The U.S. House of Representatives overwhelmingly passed legislation this week that would fine oil companies and gas station owners for price gouging. As the price of a barrel of oil flirts with the 75 dollar mark, the measure would punish oil refiners up to 150 million dollars for any violations. Distributors would not escape scrutiny and could be hit for 2 million dollars, while retailers could pay three times their ill-gotten gains and end up with a stay in jail.Meanwhile, Democratic Senator Tom Harkin of Iowa and Republican Senator Richard Lugar of Indiana are calling on car makers to build more flex fuel vehicles, which can burn a blend of up to 85 percent ethanol and 15 percent gasoline.
And Attorney's General from 10 states, the bulk of which are in the population heavy northeastern corridor, are planning to sue the Bush administration over S-U-V and pickup truck mileage. A petition filed by the various states contends the National Transportation Safety Board failed to take into account the impact of lower miles-per- gallon on climate change. The average m-p-g for this vehicle class is set to increase to 24 by 2011.

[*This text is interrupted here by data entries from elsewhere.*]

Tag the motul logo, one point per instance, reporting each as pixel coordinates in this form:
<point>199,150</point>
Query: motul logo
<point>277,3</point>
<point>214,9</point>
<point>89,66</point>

Agricultural processors are continuing the search for alternative energy sources to both reduce fuel prices and increase profits. Grain processing powerhouses Cargill and Archer Daniels Midland are moving forward with expansion of their ethanol plants.
And the production of ethanol from anything that can be fermented is not lost on the nation's sugar producers. Always looking for ways to bolster the bottom line, sugarcane growers are thinking about expansion into ethanol production. But with sugar prices at 20 year highs, many say their crop is more valuable as food rather than fuel.